I have had several opportunities to develop approaches and executions to help charities be ready to fundraise as soon as a natural disaster occurs. It’s not an easy task but being prepared has ensured these organisations are able to give their donors and the public a quick and easy way to support.

Here are my ideas to help you be prepared to fundraise in an emergency.

Firstly, we work with internal stakeholders to confirm the key channels possible for donors to give to your organisation in response to an emergency. It’s likely your negotiation skills will be required because I push for a 24 turn around even if it’s a weekend so getting buy in is critical! When I worked with Oxfam NZ to develop their approach for Typhoon Haiyan, we managed to get the first emergency response appeal out the door in 24 hours, and we used the learnings from this to update the agreed process, so when Cyclone Pam hit four months later the process went even smoother.

Most importantly, ask yourself can the organisation manage the response handling process during an emergency situation for each of these channels?
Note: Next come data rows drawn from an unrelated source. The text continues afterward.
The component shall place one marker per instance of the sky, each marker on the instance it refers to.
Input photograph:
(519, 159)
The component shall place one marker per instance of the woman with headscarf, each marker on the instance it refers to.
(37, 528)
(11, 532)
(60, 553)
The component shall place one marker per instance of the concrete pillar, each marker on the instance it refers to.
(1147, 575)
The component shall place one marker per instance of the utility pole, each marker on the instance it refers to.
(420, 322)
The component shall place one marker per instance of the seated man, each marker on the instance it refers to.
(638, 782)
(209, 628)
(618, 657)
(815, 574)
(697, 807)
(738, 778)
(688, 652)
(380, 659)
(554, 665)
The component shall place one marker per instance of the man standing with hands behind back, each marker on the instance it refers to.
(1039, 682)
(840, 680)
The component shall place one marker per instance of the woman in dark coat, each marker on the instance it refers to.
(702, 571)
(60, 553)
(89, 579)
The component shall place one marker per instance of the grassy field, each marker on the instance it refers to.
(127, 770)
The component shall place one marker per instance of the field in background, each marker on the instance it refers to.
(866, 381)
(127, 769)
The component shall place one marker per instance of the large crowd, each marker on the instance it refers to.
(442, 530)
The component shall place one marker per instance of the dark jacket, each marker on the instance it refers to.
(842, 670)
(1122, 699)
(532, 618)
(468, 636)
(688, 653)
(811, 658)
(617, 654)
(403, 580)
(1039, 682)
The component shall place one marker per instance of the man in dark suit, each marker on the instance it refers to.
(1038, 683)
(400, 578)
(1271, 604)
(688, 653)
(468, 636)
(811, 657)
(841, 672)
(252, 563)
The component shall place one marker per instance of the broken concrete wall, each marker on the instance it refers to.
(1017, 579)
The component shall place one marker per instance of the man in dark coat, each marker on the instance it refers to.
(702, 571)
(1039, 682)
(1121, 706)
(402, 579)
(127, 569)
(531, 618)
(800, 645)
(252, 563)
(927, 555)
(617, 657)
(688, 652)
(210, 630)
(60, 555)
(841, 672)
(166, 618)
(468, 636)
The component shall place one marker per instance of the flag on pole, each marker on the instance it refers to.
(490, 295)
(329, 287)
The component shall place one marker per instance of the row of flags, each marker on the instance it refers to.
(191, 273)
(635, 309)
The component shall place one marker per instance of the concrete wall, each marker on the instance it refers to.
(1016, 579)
The failure of a response channel working can be more detrimental than not using the channel at all.

Next we create templates with prepared disaster imagery and copy to major audiences for these channels. Direct mail, email and a simple homepage banner or story linking to an appeal specific landing page would be my top three priorities. Direct mail, email and the website real estate works for both warm and new donors. The more content we can template and have approved in advance the quicker the turnaround during an emergency.

Social media can be rapidly developed and deployed if and when you need to, so this doesn’t need as much preparation as the other channels do but do have a process timelines for how this is developed and who is responsible.

When working through the templates my approach is to ensure we have:

  • a compelling, emergency lead proposition
  • design that allows for quick and easy updating and is efficient from a printing perspective
  • appropriate content and copy for a two-page letter (typically longer is better but in response to an emergency you will have a compelling enough story and ask to make, so keep it short and sweet), simple emergency driven lifts (with at least one specifically developed to be adapted for the emergency in question)
  • an acknowledgement strategy that credits the supporter for their donation to the emergency specifically (no generic thank you copy please!) and increases their desire for future involvement with your organisation

I love the data team here at Pareto as they make the next bit easy for my clients and me.

  1. Review your segmentation and confirm the donor segments most likely to respond to an emergency ask, ensuring an appropriate ask strategy is agreed and in place for each
  2. For donors with an email address, prioritize the output file for this group so you can get an ask out quickly
  3. The DM mailfile shouldn’t take you longer than 12 hours to produce

One of the great things about partnering up for my clients is they delegate this responsibility to us – so one of our data team could be generating email and mail files from the updated monthly data supply we hold for them at any time of the day/night.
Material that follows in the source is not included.